Part 1: Simplicity vs Complexity (or is it both?)
A few years ago I wrote an essay for Lee Filters on composition. Regrettably it was more a rant against (what I perceived as) an over-use of rigid rules that prevails in some photographic quarters. I might have said what I thought composition isn’t, but maybe didn’t attempt to explore enough what it actually is.
This series will attempt to redress the balance. And given that this a subject dear to my heart, yet still difficult to define, it is in that sense an entirely selfish endeavour. Is it possible to articulate effectively how composition works? Can it ever be more than a subjective and opinion-based, or are there real empirical principles that are immutable? Is it ever possible to separate prejudice and personal preference from that which could be based in a universal law?
Composition can be rightly regarded as the ‘internal’ signature of the photographer.

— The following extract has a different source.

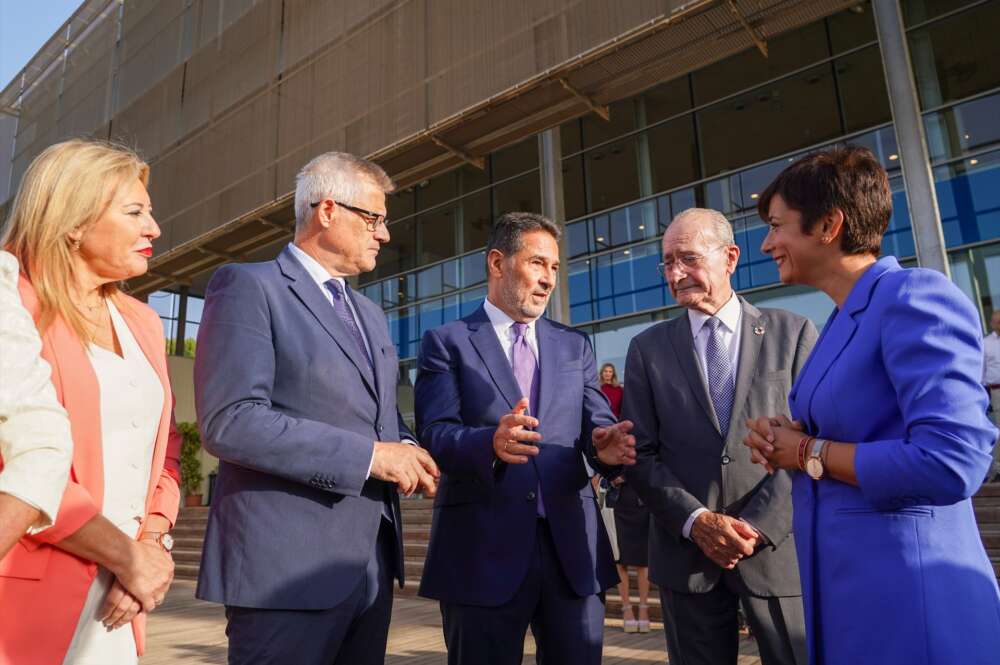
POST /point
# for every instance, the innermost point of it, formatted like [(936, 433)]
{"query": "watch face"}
[(814, 468)]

That is not to say that a photographer’s work will be instantly recognisable in every photograph, but with consistency and over time there is usually a recognisable personal voice, expressed in large part through composition. Light forms an integral part of composition, animating the space and giving weight and form to objects… in essence, light and composition become inseparable.
With each brief essay in the series I will attempt to analyse some of my own compositions (well, no-one else ever does, so I guess I will have to myself) and see if I can illuminate some recurrent themes in the compositional argument. I am using the series title, Compositional Controversies, because I expect, and hope, that it will be just that: controversial. I may well be starting with plenty of baggage, and assumptions of my own… and hope to surprise and, probably, contradict myself in the process.